Task runners are responsible for running Prefect tasks. Each flow has a task runner associated with it. The task runner is started at the beginning of a flow run and shutdown at the end.

Depending on the task runner you use, the tasks within your flow can run sequentially, concurrently, or in parallel. The default task runner is the ConcurrentTaskRunner, which will run your tasks concurrently.

Prefect currently provides the following task runners:

Using a task runner

While all flows require a task runner to execute tasks, you do not need to specify a task runner unless your tasks require specific execution. If you do not specify a task runner, Prefect uses the default ConcurrentTaskRunner.

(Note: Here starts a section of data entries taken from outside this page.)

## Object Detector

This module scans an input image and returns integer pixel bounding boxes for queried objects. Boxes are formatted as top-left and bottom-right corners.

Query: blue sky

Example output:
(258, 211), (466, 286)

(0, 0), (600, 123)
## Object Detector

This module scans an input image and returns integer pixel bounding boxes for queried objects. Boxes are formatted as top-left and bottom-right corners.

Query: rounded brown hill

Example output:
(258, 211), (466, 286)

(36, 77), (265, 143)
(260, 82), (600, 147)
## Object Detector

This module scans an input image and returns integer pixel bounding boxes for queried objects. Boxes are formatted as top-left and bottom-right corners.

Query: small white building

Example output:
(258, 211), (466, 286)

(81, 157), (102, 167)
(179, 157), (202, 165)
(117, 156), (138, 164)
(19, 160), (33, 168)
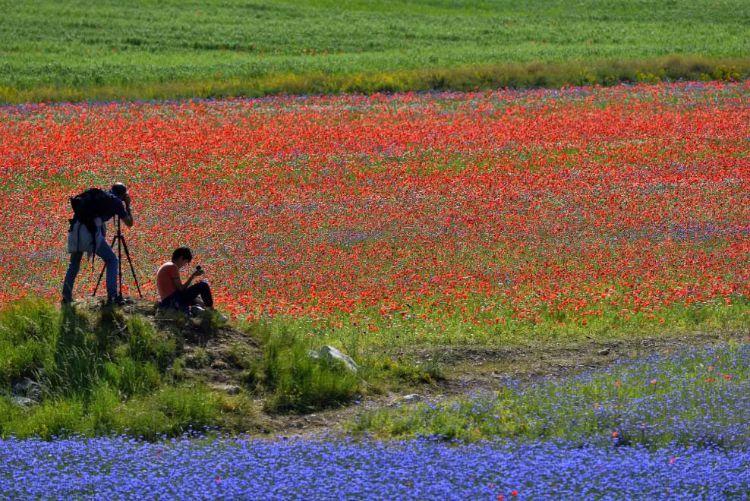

To configure your flow to use a specific task runner, import task runners from prefect.task_runners and assign them when the flow is defined.

from prefect import flow
from prefect.task_runners import SequentialTaskRunner

@flow(task_runner=SequentialTaskRunner())
def my_flow():
    pass

If you specify an uninitialized task runner class, a task runner instance of that type is created with the default settings. You can also pass additional configuration parameters for task runners that accept parameters, such as DaskTaskRunner and RayTaskRunner.

Running tasks on Dask

The DaskTaskRunner is a parallel task runner that submits tasks to the dask.distributed scheduler. By default, a temporary Dask cluster is created for the duration of the flow run. If you already have a Dask cluster running, either local or cloud hosted, you can provide the connection URL via the address kwarg.

To configure your flow to use the DaskTaskRunner, import it from prefect.task_runners and assign it as the task runner when the flow is defined.

from prefect import flow
from prefect.task_runner import DaskTaskRunner

@flow(task_runner=DaskTaskRunner(address="http://my-dask-cluster"))
def my_flow():
    pass

DaskTaskRunner accepts the following optional parameters:

Parameter Description
address Address of a currently running Dask scheduler.
cluster_class The cluster class to use when creating a temporary Dask cluster. It can be either the full class name (for example, "distributed.LocalCluster"), or the class itself.
cluster_kwargs Additional kwargs to pass to the cluster_class when creating a temporary Dask cluster.
adapt_kwargs Additional kwargs to pass to cluster.adapt when creating a temporary Dask cluster. Note that adaptive scaling is only enabled if adapt_kwargs are provided.
client_kwargs Additional kwargs to use when creating a dask.distributed.Client.

Multiprocessing safety

Note that, because the DaskTaskRunner uses multiprocessing, calls to flows in scripts must be guarded with if __name__ == "__main__": or you will encounter warnings and errors.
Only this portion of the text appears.